By Maria Tulli
There has been a lot of discussion about Hillary Clinton’s gender. A lot. Calls by supporters asking people to vote for her because she is a woman. Outrage by others admonishing those who do so for some “reverse” sexism. There have been comparisons between Hillary Clinton and Margaret Thatcher, based exclusively on gender, while there is a lack of comparisons between Clinton and men politicians – comparisons which would make more sense based on policies, experience and ideology.[i] We could say gender is featuring as a core factor in these Democratic primaries. However, it is not truly at the core, but rather spotlighted on one side. While Secretary Clinton’s gender may be a locus of attention, her opponent’s is not. In an arena of gender scrutiny Bernie Sanders remains the unmarked, the un-gendered. This un-gendering has enabled Sanders to act both progressively and radically.

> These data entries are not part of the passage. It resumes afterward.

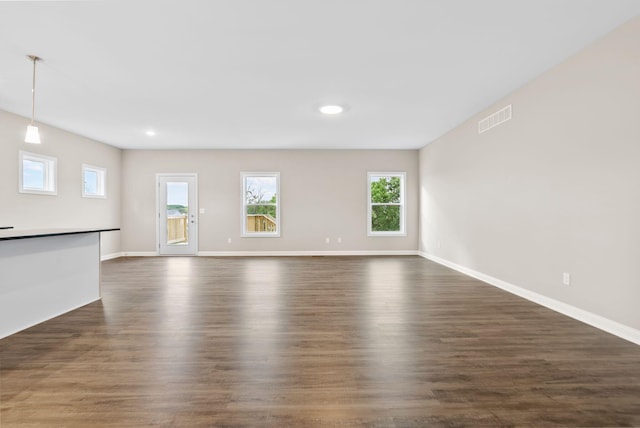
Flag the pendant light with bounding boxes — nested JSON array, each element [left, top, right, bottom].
[[24, 55, 42, 144]]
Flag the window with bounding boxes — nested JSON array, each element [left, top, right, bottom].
[[367, 172, 406, 236], [242, 172, 280, 237], [18, 151, 58, 195], [82, 164, 107, 198]]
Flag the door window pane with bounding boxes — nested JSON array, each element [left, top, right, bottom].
[[167, 182, 189, 245]]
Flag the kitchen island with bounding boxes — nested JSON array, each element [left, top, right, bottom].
[[0, 228, 120, 338]]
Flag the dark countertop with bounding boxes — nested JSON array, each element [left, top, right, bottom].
[[0, 227, 120, 241]]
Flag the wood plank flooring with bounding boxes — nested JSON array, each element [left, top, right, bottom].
[[0, 257, 640, 428]]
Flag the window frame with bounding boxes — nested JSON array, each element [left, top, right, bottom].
[[81, 163, 107, 199], [240, 172, 282, 238], [18, 150, 58, 196], [367, 171, 407, 237]]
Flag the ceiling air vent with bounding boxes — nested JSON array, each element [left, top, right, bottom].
[[478, 104, 511, 134]]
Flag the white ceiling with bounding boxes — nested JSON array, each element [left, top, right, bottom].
[[0, 0, 640, 149]]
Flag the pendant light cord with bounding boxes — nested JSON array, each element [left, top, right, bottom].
[[29, 55, 40, 125]]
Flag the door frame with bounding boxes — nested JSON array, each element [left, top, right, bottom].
[[156, 172, 200, 256]]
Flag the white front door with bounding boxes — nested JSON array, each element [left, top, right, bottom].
[[157, 174, 198, 255]]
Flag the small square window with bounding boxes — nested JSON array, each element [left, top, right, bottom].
[[18, 151, 58, 195], [367, 172, 406, 236], [82, 164, 107, 198]]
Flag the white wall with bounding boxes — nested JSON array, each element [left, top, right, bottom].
[[122, 150, 418, 253], [0, 110, 121, 256], [420, 18, 640, 337]]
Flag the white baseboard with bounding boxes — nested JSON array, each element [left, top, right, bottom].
[[419, 251, 640, 345], [198, 250, 418, 257], [100, 253, 122, 262], [109, 250, 419, 261], [120, 251, 158, 257]]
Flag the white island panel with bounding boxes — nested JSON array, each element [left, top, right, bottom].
[[0, 232, 100, 338]]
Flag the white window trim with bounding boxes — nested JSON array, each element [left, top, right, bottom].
[[240, 172, 282, 238], [367, 171, 407, 236], [18, 150, 58, 196], [81, 163, 107, 199]]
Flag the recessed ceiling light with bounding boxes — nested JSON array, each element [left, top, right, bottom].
[[319, 104, 344, 114]]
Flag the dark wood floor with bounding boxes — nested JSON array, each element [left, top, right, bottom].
[[0, 257, 640, 428]]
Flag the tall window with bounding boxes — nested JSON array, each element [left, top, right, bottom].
[[82, 164, 107, 198], [367, 172, 406, 236], [242, 172, 280, 237], [18, 151, 58, 195]]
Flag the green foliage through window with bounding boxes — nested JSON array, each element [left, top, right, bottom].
[[369, 174, 404, 233]]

To be clear, I am not arguing that Clinton is secretly socialist or pursues moderate policies only reluctantly. Hillary Clinton is substantially right of Bernie Sanders and has made conscious choices to get there. However, I am arguing that whether or not she desired to pursue more radical political action or rhetoric, she is unable to do so because she is a woman. The flipside of this, of course, is that Bernie Sanders is enabled to do so because he is a man.
There is no doubt that it is important that Hillary Clinton is a woman. Even if it does not truly matter to her politics or capabilities, her presentation as a politician is built around her gender.
But it also matters that Bernie Sanders is a man.